Elie : Changer les constitutions africaines est devenu une routine pour nos chefs d’État. Franchement, c’est un problème majeur pour le développement de nos pays. Les dirigeants se soucient uniquement de leurs intérêts et ignorent les intérêts du peuple. Il faut savoir qu’une constitution est une chose très importante pour le pays, car elle permet le bon fonctionnement de la nation. Au lieu de changer la constitution, les présidents africains doivent faire ce que le peuple leur demande.

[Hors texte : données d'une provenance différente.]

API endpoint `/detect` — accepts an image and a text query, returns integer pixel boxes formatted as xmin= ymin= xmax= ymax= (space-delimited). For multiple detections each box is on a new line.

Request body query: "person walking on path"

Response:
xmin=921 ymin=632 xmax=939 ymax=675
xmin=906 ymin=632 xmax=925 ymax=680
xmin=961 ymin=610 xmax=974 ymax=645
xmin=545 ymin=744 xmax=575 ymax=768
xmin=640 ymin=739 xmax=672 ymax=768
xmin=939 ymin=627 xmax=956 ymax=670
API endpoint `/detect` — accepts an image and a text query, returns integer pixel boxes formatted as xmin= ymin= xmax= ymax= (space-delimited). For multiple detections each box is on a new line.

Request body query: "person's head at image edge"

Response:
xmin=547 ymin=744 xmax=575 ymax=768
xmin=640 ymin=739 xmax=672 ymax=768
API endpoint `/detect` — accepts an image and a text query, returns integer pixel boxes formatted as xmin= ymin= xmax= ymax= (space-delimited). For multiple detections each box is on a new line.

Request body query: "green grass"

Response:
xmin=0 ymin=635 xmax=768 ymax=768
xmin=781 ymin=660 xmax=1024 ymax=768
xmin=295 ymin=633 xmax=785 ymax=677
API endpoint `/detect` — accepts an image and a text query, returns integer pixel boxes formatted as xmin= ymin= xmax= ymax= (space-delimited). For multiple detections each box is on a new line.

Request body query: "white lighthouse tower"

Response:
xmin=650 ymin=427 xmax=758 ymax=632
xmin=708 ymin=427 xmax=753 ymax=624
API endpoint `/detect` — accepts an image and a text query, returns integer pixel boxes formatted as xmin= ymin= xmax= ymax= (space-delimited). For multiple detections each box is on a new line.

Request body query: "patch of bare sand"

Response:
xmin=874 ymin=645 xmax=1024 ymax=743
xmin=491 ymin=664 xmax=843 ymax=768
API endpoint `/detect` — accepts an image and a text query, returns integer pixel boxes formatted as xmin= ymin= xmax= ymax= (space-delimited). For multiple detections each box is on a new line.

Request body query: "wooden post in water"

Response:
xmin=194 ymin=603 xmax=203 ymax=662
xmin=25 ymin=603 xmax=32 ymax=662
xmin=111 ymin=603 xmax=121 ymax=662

Egide : On ne devrait pas tripatouiller la constitution pour des raisons personnelles. La constitution est un contrat qui engage tout un peuple. Les chefs d’État doivent respecter leur constitution comme les chrétiens respectent leur Bible ou les musulmans leur Coran.
Razzack : Une constitution est-elle écrite pour ne jamais être modifiée ?
Philbert : Une constitution est la marque d’un peuple libre. C’est un encadrement normatif et éthique de la politique, qui permet au pouvoir de connaître des limites. Nos présidents africains ont tendance à modifier la constitution pour s’éterniser au pouvoir afin de continuer à jouir de privilèges.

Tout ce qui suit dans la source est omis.